At our facility many years ago, we were taught after access to NS flush prior to aspirating for blood return. I can not find a reference to support that practice. We are updating that guideline, and of course everything now recommends aspirate first. I am curious if anyone else experienced this change, and was there evidence or research to support the previous practice?
Are you using prefilled flush syringes? If so, they are in a clear cellaphane overwrap, meaning that the sterile part is the fluid pathway. When you attach and aspirate first, you are pulling the plunger rod back into an area of the syringe barrel that is clean but not guaranteed to be sterile. So flush a few mLs in first, then aspirate and flush the rest in. By doing it this way, the tip of the plunger rod stays within the original fluid pathway. Lynn
Lynn Hadaway, M.Ed., RN, BC, CRNI
Lynn Hadaway Associates, Inc.
126 Main Street, PO Box 10
Milner, GA 30257
Website http://www.hadawayassociates.com
Office Phone 770-358-7861
We use sterile flushes because we couldn't figure out a way to call this a sterile or even aseptic procedure and still drop the cellophane-wrapped flushes on our field. I guess the additional benefit is that can aspirate first (without guilt) since even the syringe is sterile. The thing is that initial flush, even if it's only 1ml or less, can often tell you if you are in the port before you even pull back, i.e., if you can't even flush that much you either have a horribly occluded port or you're not in. IMHO.

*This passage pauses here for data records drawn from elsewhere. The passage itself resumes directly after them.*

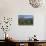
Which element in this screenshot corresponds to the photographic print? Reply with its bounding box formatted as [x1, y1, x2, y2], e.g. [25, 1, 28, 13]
[18, 15, 33, 25]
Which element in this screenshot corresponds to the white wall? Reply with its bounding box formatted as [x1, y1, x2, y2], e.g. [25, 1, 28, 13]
[0, 0, 46, 40]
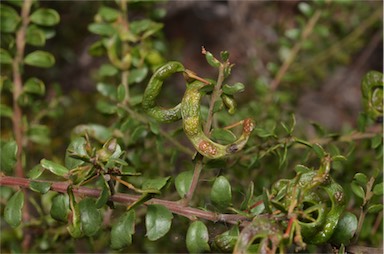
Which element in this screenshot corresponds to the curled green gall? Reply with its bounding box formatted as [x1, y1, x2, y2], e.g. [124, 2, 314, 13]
[142, 61, 185, 123]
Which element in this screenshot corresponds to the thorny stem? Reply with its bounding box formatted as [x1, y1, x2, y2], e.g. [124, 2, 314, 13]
[271, 10, 321, 91]
[0, 176, 249, 226]
[12, 0, 32, 177]
[120, 0, 130, 105]
[118, 104, 194, 156]
[352, 177, 376, 242]
[181, 62, 229, 205]
[12, 0, 32, 251]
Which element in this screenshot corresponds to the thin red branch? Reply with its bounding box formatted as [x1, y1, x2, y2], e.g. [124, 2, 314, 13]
[0, 176, 249, 225]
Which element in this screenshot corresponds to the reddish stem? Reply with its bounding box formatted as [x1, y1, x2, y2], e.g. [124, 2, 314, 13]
[0, 176, 248, 225]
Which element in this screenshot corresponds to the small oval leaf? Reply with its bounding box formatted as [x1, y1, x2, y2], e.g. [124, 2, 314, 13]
[353, 173, 368, 185]
[29, 182, 52, 194]
[186, 221, 210, 253]
[111, 210, 136, 250]
[50, 193, 69, 222]
[79, 198, 103, 236]
[40, 159, 69, 177]
[351, 182, 365, 198]
[367, 204, 383, 213]
[145, 205, 173, 241]
[0, 4, 21, 33]
[24, 50, 55, 68]
[211, 176, 232, 208]
[0, 48, 13, 64]
[27, 164, 44, 179]
[4, 190, 24, 228]
[26, 25, 46, 47]
[175, 170, 193, 198]
[331, 212, 357, 245]
[142, 176, 171, 190]
[0, 140, 17, 173]
[223, 82, 245, 95]
[23, 78, 45, 95]
[29, 8, 60, 26]
[88, 23, 115, 36]
[373, 183, 383, 196]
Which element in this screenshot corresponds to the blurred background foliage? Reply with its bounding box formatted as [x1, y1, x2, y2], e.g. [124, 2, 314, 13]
[1, 0, 383, 253]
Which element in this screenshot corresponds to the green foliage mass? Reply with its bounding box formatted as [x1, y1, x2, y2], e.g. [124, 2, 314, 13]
[0, 0, 383, 253]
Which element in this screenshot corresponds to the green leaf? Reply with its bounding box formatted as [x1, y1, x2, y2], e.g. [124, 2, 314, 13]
[95, 181, 111, 208]
[373, 183, 383, 196]
[117, 84, 125, 102]
[129, 125, 148, 144]
[40, 159, 69, 177]
[26, 25, 46, 47]
[96, 100, 117, 115]
[298, 2, 313, 17]
[50, 193, 69, 222]
[149, 121, 160, 135]
[145, 205, 173, 241]
[23, 78, 45, 95]
[295, 165, 312, 174]
[96, 82, 116, 99]
[0, 48, 13, 64]
[214, 225, 240, 253]
[24, 50, 55, 68]
[175, 170, 193, 198]
[331, 212, 358, 245]
[367, 204, 383, 213]
[142, 176, 171, 190]
[29, 8, 60, 26]
[0, 104, 13, 118]
[73, 124, 112, 143]
[312, 144, 325, 159]
[371, 134, 383, 149]
[88, 23, 115, 36]
[211, 176, 232, 208]
[211, 128, 237, 144]
[27, 164, 44, 179]
[128, 66, 148, 84]
[0, 140, 17, 173]
[29, 182, 52, 194]
[353, 173, 368, 185]
[79, 198, 103, 236]
[27, 124, 51, 145]
[240, 181, 255, 210]
[220, 51, 229, 62]
[223, 82, 245, 95]
[186, 221, 210, 253]
[351, 182, 365, 198]
[4, 190, 24, 228]
[129, 19, 163, 39]
[97, 6, 120, 22]
[0, 4, 21, 33]
[64, 137, 88, 169]
[111, 210, 136, 250]
[88, 41, 106, 57]
[98, 64, 119, 76]
[254, 128, 275, 138]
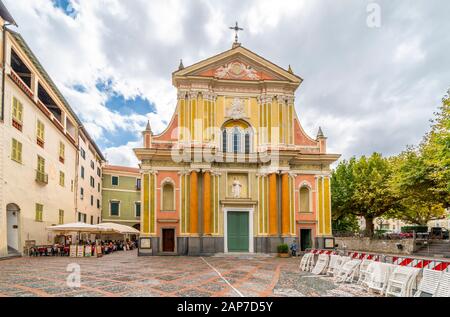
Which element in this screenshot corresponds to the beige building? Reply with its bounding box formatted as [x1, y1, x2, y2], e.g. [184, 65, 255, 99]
[0, 2, 103, 257]
[102, 165, 141, 230]
[76, 128, 105, 224]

Keith W. Gilchrist, MSN, RN, PHN, OCN, CRNI, VA-BC
Oncology Nurse Navigator, David Grant Medical Center
Travis AFB, CA
The whole syringe is sterile in the packaging your are talking about. So the entire syringe barrel would be sterile, and my issue would not apply. There is no research on the question of aspirate first vs flush first. So the issue I mentioned with the sryinge barrel is the only reason I can think of to flush first then aspriate. Lynn
Lynn Hadaway, M.Ed., RN, BC, CRNI
Lynn Hadaway Associates, Inc.
126 Main Street, PO Box 10
Milner, GA 30257
Website http://www.hadawayassociates.com
Office Phone 770-358-7861
When you have a prepackaged saline flush wrapped in a clear, but flimsy cellaphane, the only thing that is sterile is the saline inside the syringe. You cannot drop it onto a sterile field. This clear wrapper is merely a dust cover.
The outside of its package will usually warn you to NOT place it onto a sterile field.
Prefilled Saline syringes which are allowed onto a sterile field will usually have a clear top and then a paperback bottom. They will clearly denote whether or not it is appropriate to place onto a sterile field.